Proses menutup dengan tanah yang dilakukan petani disebut dengan kata (الْكُفَّارَ). Jadi kata Kuffar disini merujuk pada tindakan menutup biji-bijian dengan tanah, dan kata kuffar untuk menunjukan orang yang melakukan kegiatan menutup biji dengan tanah untuk bercocok tanam.

  1. Kata kafara yang bermakna golongan masuk Neraka

Dasar ayat yang menyatakan bahwa kafir akan masuk neraka setidaknya merujuk pada ayat surat Al-Hajj ayat 72;

Artinya; “Dan apabila dibacakan di hadapan mereka ayat-ayat Kami yang terang, niscaya kamu melihat tanda-tanda keingkaran pada muka orang-orang yang kafir itu. Hampir-hampir mereka menyerang orang-orang yang membacakan ayat-ayat Kami di hadapan mereka. Katakanlah: “Apakah akan aku kabarkan kepadamu yang lebih buruk daripada itu, Yaitu neraka?” Allah telah mengancamkannya kepada orang-orang yang kafir. dan neraka itu adalah seburuk-buruknya tempat kembali” (Al-Hajj: 72)
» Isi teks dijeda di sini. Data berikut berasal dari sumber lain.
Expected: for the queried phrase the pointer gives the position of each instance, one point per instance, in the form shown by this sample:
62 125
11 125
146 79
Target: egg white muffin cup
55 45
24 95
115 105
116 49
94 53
Kafir dalam kerangka ayat ini jelas merujuk kepada mereka yang mendustakan ayat-ayat Allah SWT, sebagaimana orang musyrik Makkah. Rujukan Istilah kafir untuk menyebut orang yang masuk neraka kiranya bisa dengan dalil ayat ini, akan tetapi menyama-ratakan hukum penggunaan kata kafir dalam berbagai bentuk ayat menunjukan ketidak-cerdasan orang tersebut.

Karena dimensi makna kafir sangat banyak walaupun memiliki unsur filosofis sama, yakni ‘Menutup/ Menghalangi’.